The journey of a thousand miles begins with the first step. But what happens when it ends 500 feet before it’s supposed to? Boats & Gear Editor Michael Crowley’s Boatbuilding story for this issue illustrates perfectly that in fishing, as in life, anything can happen. (And that goes for the good as well as the bad.)

When the owners of the Sea Mac, a 90-foot dragger and tender out of Kodiak, needed a new engine, the first thing they had to do was appeal to the EPA to keep a Tier 1 engine in their boat. Improving standards for emissions have phased out Tier 1 engines, but if moving on to Tier 3 is a financial hardship for the boatowner, they might get a dispensation.

And that they did. Then they turned to Hansen Boat Co. in Everett, Wash., to help them install their new Cummins KTA-38M. The only hiccup was that because those engines are no longer the standard here, they aren’t made here either. So it had to make a 13,000-mile journey from the manufacturing plant in India. To find out what happened at the end of that trip, read the full story on page 28 of our print issue.

Mishaps in fishing and boatbuilding are par for the course, which is probably why there are so many superstitions on boats, as Lael Henterly learned in her adventure seining chum salmon in Puget Sound out of Gig Harbor, Wash. Henterly is a Seattle-based freelance journalist who says she always seems to find herself in close proximity to the commercial fishing industry. These days she’s living in the water on a houseboat across Salmon Bay from Fishermen’s Terminal.

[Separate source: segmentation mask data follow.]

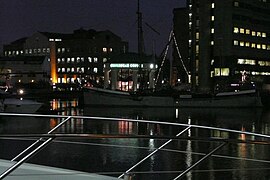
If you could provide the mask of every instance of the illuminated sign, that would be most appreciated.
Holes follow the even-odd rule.
[[[139,68],[139,64],[110,64],[111,68]]]

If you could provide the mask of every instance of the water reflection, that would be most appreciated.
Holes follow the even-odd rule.
[[[242,131],[269,134],[270,111],[263,109],[199,109],[199,108],[97,108],[79,107],[76,99],[52,100],[50,107],[53,113],[58,115],[86,115],[98,117],[116,117],[119,121],[93,121],[83,119],[72,119],[60,129],[58,133],[91,133],[91,134],[128,134],[128,135],[171,135],[175,136],[182,129],[150,123],[127,122],[124,118],[158,120],[165,122],[179,122],[186,124],[198,124],[215,126]],[[49,120],[26,121],[20,119],[1,119],[1,133],[15,132],[48,132],[63,118],[51,118]],[[15,126],[15,124],[17,124]],[[204,131],[190,129],[186,136],[194,137],[222,137],[238,138],[241,140],[256,140],[254,136],[243,134],[232,134],[221,131]],[[60,167],[73,168],[88,172],[100,171],[121,171],[124,172],[132,165],[139,162],[143,157],[160,147],[166,140],[158,139],[80,139],[77,146],[54,143],[34,159],[34,162],[49,164]],[[0,141],[1,142],[1,141]],[[98,144],[106,146],[98,146]],[[8,146],[0,147],[0,152],[4,155],[4,149]],[[72,148],[70,148],[72,147]],[[125,148],[123,148],[125,147]],[[141,147],[141,149],[138,149]],[[181,170],[185,170],[199,159],[203,154],[208,153],[217,147],[217,143],[194,142],[194,141],[172,141],[165,149],[151,156],[143,165],[135,168],[135,171],[177,171],[178,173],[137,175],[136,179],[156,179],[166,180],[176,177]],[[197,154],[194,154],[197,152]],[[229,144],[218,151],[219,155],[234,156],[240,158],[254,158],[259,160],[269,160],[270,148],[268,146],[249,144]],[[43,158],[40,158],[43,157]],[[44,158],[46,157],[46,158]],[[89,163],[95,162],[95,163]],[[248,171],[254,167],[264,168],[264,170]],[[262,179],[269,177],[269,162],[247,161],[246,159],[224,159],[212,157],[207,162],[198,166],[194,172],[186,175],[187,180],[201,179]],[[197,170],[197,171],[196,171]],[[198,171],[205,170],[205,171]],[[216,171],[208,171],[216,170]]]

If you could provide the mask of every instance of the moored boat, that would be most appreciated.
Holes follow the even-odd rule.
[[[180,95],[177,107],[262,107],[261,97],[255,89],[211,94]]]
[[[102,88],[85,87],[85,105],[100,106],[139,106],[139,107],[174,107],[174,98],[170,95],[138,94]]]
[[[42,103],[31,99],[5,98],[2,101],[2,111],[10,113],[35,113]]]

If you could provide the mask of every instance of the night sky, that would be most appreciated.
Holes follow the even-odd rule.
[[[173,9],[185,0],[141,0],[146,52],[159,55],[172,29]],[[37,31],[111,30],[137,51],[137,0],[0,0],[0,46]]]

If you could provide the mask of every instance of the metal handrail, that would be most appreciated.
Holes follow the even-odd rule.
[[[129,121],[129,122],[138,122],[138,123],[151,123],[151,124],[161,124],[161,125],[172,125],[172,126],[183,126],[191,128],[198,128],[198,129],[207,129],[207,130],[217,130],[217,131],[224,131],[230,133],[237,133],[237,134],[245,134],[245,135],[252,135],[257,137],[263,138],[270,138],[270,135],[267,134],[259,134],[253,133],[248,131],[239,131],[239,130],[232,130],[226,128],[218,128],[218,127],[211,127],[211,126],[201,126],[201,125],[192,125],[192,124],[184,124],[184,123],[173,123],[173,122],[162,122],[162,121],[151,121],[151,120],[138,120],[138,119],[127,119],[127,118],[109,118],[109,117],[99,117],[99,116],[65,116],[65,115],[44,115],[44,114],[14,114],[14,113],[0,113],[0,116],[25,116],[25,117],[51,117],[51,118],[74,118],[74,119],[92,119],[92,120],[106,120],[106,121]]]
[[[195,164],[188,167],[186,170],[184,170],[180,175],[178,175],[174,180],[179,179],[183,177],[186,173],[188,173],[190,170],[192,170],[195,166],[200,164],[202,161],[207,159],[210,156],[213,156],[216,151],[221,149],[223,146],[225,146],[228,143],[251,143],[251,144],[267,144],[269,145],[270,142],[268,141],[255,141],[255,140],[232,140],[232,139],[222,139],[222,138],[194,138],[194,137],[179,137],[183,133],[185,133],[187,130],[191,128],[198,128],[198,129],[207,129],[207,130],[218,130],[218,131],[224,131],[224,132],[230,132],[230,133],[237,133],[237,134],[245,134],[245,135],[252,135],[256,137],[261,138],[270,138],[270,135],[266,134],[259,134],[259,133],[253,133],[253,132],[247,132],[247,131],[239,131],[239,130],[232,130],[232,129],[226,129],[226,128],[217,128],[217,127],[209,127],[209,126],[201,126],[201,125],[191,125],[191,124],[183,124],[183,123],[173,123],[173,122],[161,122],[161,121],[150,121],[150,120],[137,120],[137,119],[123,119],[123,118],[108,118],[108,117],[89,117],[89,116],[62,116],[62,115],[41,115],[41,114],[12,114],[12,113],[0,113],[0,116],[25,116],[25,117],[54,117],[54,118],[67,118],[60,124],[58,124],[56,127],[54,127],[52,130],[50,130],[47,134],[28,134],[28,135],[18,135],[20,137],[40,137],[36,143],[45,141],[44,138],[48,138],[45,142],[43,142],[40,146],[38,146],[36,149],[34,149],[32,152],[30,152],[28,155],[26,155],[24,158],[22,158],[20,161],[18,161],[16,164],[14,164],[12,167],[10,167],[7,171],[2,173],[0,175],[0,179],[3,177],[6,177],[8,174],[10,174],[12,171],[14,171],[16,168],[18,168],[22,163],[27,161],[31,156],[33,156],[35,153],[37,153],[39,150],[44,148],[47,144],[49,144],[53,139],[57,137],[87,137],[87,138],[151,138],[151,139],[169,139],[166,141],[163,145],[161,145],[159,148],[155,149],[152,153],[147,155],[145,158],[140,160],[138,163],[136,163],[134,166],[129,168],[127,171],[122,173],[118,178],[122,178],[123,176],[130,174],[130,172],[137,167],[139,164],[143,163],[146,159],[154,155],[157,151],[161,150],[163,147],[165,147],[168,143],[170,143],[174,139],[185,139],[185,140],[205,140],[205,141],[222,141],[223,143],[216,147],[214,150],[209,152],[208,154],[205,154],[202,159],[197,161]],[[129,122],[139,122],[139,123],[152,123],[152,124],[161,124],[161,125],[172,125],[177,127],[186,127],[183,131],[181,131],[179,134],[177,134],[175,137],[171,136],[130,136],[130,135],[98,135],[98,134],[52,134],[56,129],[61,127],[65,122],[67,122],[69,119],[89,119],[89,120],[106,120],[106,121],[129,121]],[[16,135],[0,135],[0,138],[3,137],[17,137]],[[19,156],[24,154],[27,150],[31,149],[34,145],[31,145],[30,148],[25,149],[22,153],[20,153],[18,156],[16,156],[14,159],[17,159]]]

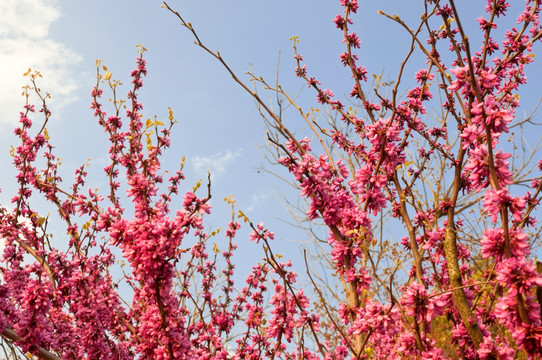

In the fall, she hopped aboard a salmon seiner and fished South Sound with the crew. Lael’s haulback adventure starts on page 22 of our print issue.

A good writer can’t resist a good story, and that’s exactly what you’ll find if you start wandering the docks. Or the hangar. On page 26 of our print issue, Saving Seafood writers John Cooke and Emmie Derback explore the contributions spotter pilots have made to the menhaden fisheries of the East and Gulf coasts. The pilots have been observing the fishery from above for decades and hope that their data will be incorporated into its management. As we were getting ready to send this issue to the printer, the Atlantic States Marine Fisheries Commission confirmed that the last menhaden assessment was deeply flawed. Their new approach validates what the fishermen and pilots have been saying since their quotas were slashed in 2012 — that there are plenty of fish in the sea. Fortunately for the menhaden fleets and pilots, their journey is far from over.